No one ever said that Definitive Technology was a low-key brand. Known since the 80s for its big, bipolar speakers and even bolder adverts, Def Tech has been an American icon for decades now. Moving into 2020 though, their new Demand Series which landed on Indian shores last year, added the flagship floorstander to the line-up, the D17.
Breaking away from the bipolar tradition, the Demand Series was a whole new way of thinking for the brand in various aspects besides acoustics. The emphasis on industrial design is obvious as they are designed in California and proudly wear that badge wherever they can and they eschew the bipolar configuration for front-firing drivers and side-firing passive radiators. Sonically, this new direction has resulted in a very different kind of sound that what you may remember Definitive for. Is it for the better? Let’s find out….
Although our review samples were gloss black, Definitive Technology has the Demand Series available in gloss white too and I believe with their light grey, full-length grilles, they would be even more decor friendly. Of course, the 5 layers of high gloss paintwork gives the black variant a pleasing presence in the room too. The front baffle, made from extruded aluminium makes both finishes look identical from a straight-up position, so it’s only the top and the sides that give away the actual finish of the speakers. Around the back, two pairs of sturdy binding posts mean that you could bi-wire or bi-amp them and we chose the former with our reference AVM monoblocks and Roon Nucleus + Limetree Bridge + SoulNote DAC as the upstream electronics.
Without their grilles on, the D17 definitely exudes a very high-tech, avant-garde look that justifies their “Designed in California” claim. Fortunately, every form here has a function to it, starting with the offset aluminium tweeters that are mirror-imaged for the left and right towers. Said to reduce edge diffraction from the corners of the cabinet when there is equal distance on either side of the tweeter, Def Tech is aiming for a sharp and focused sound here. It’s further aided by their 20/20 Wave Alignment Lens, which basically works like a mini waveguide for the annealed tweeter’s response and improve its off-axis linearity. Moving on to the 6.5in polypropylene driver, it too gets its own Linear Response Waveguide and it’s this element that gives the Demand series its distinctive look, even amongst more expensive loudspeakers. Coupled with the Balanced Double Surround System, it gives this midrange the accuracy of a smaller driver while combining the excursion and output levels of a larger driver. It’s a clever system and one that works. Twin carbon-fibre woofers of the same size as the midrange dominate the front baffle and these are again, all-new and not seen on any other Def Tech speakers. I’m glad that their size is capped at 6.5in since it allows for better transient response and speed, something that the dual 10in passive radiators help with immensely. Besides making them easier to place around the room, the dual side-firing radiators also effectively increase output and extension, while keeping the front baffle as narrow as possible for a 3-way design like this. Even the plinths that hold the spikes in place have a lot of thought (and design) put into them not only to make them look attractive but also very stable on any kind of surface and effective decoupling with the floor.

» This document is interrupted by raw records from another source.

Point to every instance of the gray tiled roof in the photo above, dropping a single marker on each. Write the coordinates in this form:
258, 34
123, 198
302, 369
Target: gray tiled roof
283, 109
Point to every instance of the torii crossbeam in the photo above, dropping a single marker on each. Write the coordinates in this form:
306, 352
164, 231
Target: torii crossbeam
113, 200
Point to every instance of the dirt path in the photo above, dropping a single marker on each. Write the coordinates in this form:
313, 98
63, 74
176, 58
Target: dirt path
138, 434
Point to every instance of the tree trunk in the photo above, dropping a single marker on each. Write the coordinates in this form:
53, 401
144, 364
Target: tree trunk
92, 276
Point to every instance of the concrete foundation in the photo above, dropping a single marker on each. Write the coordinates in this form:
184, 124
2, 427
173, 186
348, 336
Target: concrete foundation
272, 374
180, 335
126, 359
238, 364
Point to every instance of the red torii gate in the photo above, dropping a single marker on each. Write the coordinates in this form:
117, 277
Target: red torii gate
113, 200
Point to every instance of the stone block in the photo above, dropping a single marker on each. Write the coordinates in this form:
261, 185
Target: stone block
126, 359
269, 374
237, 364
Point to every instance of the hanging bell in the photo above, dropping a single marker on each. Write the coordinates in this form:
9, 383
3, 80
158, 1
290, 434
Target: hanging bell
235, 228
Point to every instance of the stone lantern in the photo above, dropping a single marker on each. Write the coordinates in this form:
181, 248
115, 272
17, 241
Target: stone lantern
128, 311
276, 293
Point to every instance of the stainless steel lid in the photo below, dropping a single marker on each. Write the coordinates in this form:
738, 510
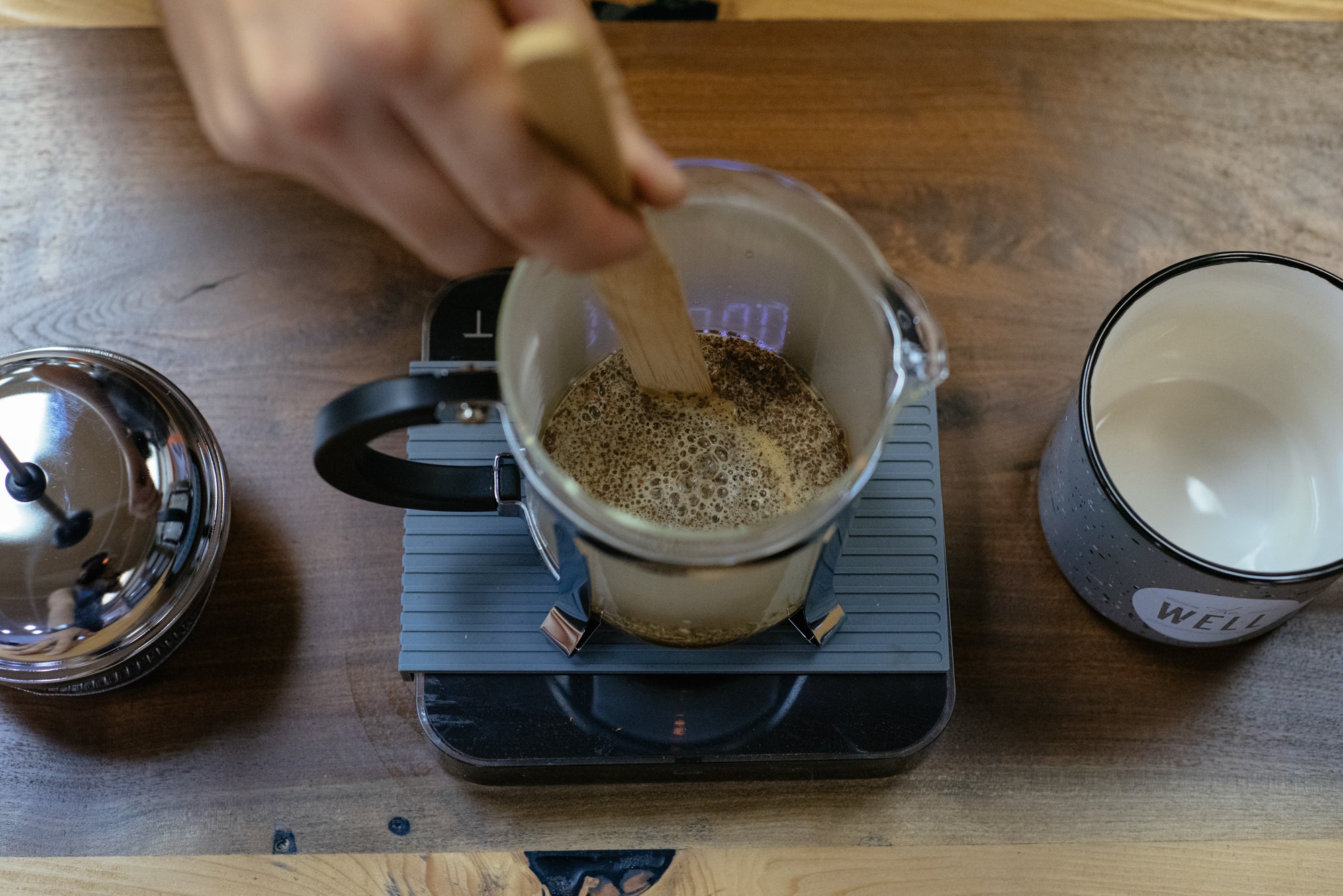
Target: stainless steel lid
113, 515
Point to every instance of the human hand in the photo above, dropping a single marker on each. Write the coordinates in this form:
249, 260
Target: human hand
406, 111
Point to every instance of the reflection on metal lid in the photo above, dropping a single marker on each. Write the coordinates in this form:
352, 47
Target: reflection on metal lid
120, 502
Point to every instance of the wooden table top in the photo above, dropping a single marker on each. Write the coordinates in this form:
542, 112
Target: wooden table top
1023, 176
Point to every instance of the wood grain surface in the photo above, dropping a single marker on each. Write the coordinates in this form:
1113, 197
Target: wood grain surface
1254, 868
1023, 176
144, 12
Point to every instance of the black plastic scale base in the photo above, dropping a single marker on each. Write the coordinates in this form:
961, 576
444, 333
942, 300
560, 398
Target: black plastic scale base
553, 729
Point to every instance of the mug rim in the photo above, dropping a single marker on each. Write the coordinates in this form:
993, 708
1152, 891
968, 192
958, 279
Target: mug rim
1166, 545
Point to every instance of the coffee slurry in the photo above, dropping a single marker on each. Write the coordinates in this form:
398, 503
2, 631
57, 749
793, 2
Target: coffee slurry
759, 447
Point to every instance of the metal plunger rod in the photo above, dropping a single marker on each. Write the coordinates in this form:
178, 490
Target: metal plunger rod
18, 468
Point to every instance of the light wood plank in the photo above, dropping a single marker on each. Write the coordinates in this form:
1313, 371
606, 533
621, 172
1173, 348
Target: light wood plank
143, 12
1228, 868
1011, 9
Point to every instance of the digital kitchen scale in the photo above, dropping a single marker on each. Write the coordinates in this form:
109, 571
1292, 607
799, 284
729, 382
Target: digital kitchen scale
506, 706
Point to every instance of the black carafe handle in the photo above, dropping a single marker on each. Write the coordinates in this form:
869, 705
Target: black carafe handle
351, 421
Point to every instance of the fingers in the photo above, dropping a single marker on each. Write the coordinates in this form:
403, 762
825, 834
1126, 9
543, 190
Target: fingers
400, 185
344, 138
405, 111
469, 119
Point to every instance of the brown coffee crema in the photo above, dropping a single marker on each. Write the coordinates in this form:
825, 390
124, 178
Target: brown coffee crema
763, 444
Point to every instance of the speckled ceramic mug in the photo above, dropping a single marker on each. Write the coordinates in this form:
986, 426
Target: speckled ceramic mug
1193, 491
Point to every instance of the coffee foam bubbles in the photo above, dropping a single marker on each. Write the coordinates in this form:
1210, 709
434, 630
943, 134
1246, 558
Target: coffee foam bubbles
759, 447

So on paper and in the flesh, the D17 towers look like winners with all the right ingredients for a phenomenal entree. Good news is that they actually sound phenomenal too! Without giving away any spoilers, it’s safe to say that that the D17 builds on the Def Tech heritage to please cinephiles on a budget but now with a generous sprinkling of audiophile magic sauce. Placing them in our room, with medium toe-in resulted in a big enough soundstage with pin-point centre imaging that was honestly, very addictive. Whether it was Pat Coil’s Escape Clause on the Sheffield Drive sampler with its fast-paced jazz ensemble or Work Song by Hozier, the D17 had a tight grip on rhythm will digging deep for definition in the bass that made for a listening experience that was both musical and clinical at the same time. Compared to our reference PMC Twenty5.26 towers, the D17 exhibited sharper imaging and a stronger centre image, but its soundstage wasn’t as deep and lush, so it does boil down to personal tastes and even the acoustics in your listening space.

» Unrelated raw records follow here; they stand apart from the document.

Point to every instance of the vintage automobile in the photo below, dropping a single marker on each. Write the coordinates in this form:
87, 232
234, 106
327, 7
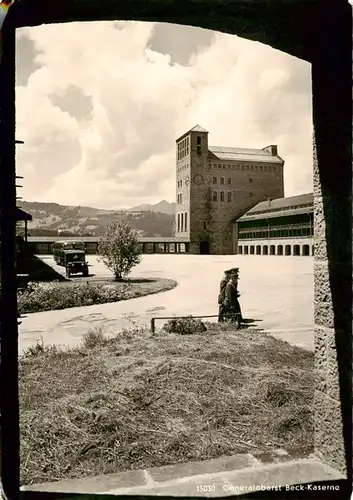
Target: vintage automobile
71, 255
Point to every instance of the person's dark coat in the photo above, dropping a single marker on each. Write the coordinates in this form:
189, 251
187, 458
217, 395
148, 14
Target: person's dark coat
231, 301
222, 290
221, 298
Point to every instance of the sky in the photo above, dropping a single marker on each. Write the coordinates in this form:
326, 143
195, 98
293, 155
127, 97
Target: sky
99, 106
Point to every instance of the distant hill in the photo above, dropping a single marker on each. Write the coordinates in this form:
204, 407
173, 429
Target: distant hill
163, 207
49, 218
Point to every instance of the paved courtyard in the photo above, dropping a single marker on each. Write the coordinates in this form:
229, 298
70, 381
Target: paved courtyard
277, 292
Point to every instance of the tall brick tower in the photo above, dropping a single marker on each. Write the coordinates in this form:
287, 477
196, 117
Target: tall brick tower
216, 185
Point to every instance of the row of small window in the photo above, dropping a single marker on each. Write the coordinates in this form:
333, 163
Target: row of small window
222, 180
183, 148
222, 196
182, 222
287, 250
252, 168
280, 209
278, 233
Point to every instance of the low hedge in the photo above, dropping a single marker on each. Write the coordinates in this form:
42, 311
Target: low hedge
40, 297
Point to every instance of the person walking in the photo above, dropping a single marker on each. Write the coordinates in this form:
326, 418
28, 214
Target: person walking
221, 297
231, 302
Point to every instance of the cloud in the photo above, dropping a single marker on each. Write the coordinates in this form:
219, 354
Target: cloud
104, 103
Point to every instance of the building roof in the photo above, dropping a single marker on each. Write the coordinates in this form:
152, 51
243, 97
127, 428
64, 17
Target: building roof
244, 154
197, 128
21, 215
281, 207
275, 215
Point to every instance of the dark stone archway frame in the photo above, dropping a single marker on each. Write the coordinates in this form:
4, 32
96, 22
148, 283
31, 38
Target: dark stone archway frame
319, 32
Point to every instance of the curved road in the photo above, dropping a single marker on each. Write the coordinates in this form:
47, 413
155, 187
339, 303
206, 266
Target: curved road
278, 292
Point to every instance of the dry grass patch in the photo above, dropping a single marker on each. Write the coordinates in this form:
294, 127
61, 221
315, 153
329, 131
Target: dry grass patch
140, 400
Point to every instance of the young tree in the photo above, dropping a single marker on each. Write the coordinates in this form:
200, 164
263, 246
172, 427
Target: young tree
119, 248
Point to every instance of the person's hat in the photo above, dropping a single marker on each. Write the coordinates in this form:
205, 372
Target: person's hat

Needless to say, the D17’s can more than keep up with some of the best at the price and in fact in terms of value, outshine most. The clarity on female vocals is uncanny and forgetting the hardware becomes an easy task if they’re properly set-up into your room. The aluminium tweeter, if you’re apprehensive about such materials is smooth and refined at the top-end, never causing fatigue even over extended hours of listening and overall as a 3-way system, the D17 really can go loud and deep enough to make for a stellar backbone of a 5.1 speaker system too. For 2-channel listening, I never felt the need to engage the reference REL subwoofer at all and the total of four bass and four passive radiators seem to do the job pretty well, with superb speed and accuracy.
Capable of serious SPLs, the Demand series blends the traits that Definitive Technology is known for, like high-excursion drivers and perfectly matched surround and centre speakers but this time, with more accuracy than bipolar designs and more flexibility in placement around the room. Their modern industrial design is a major step-up compared to the big old sock of previous generations too and this attribute alone will charm even those who aren’t looking for peak performance. But the value they represent is still very much rooted in what the brand stands for and on the Demand series, it’s highlighted better than ever before!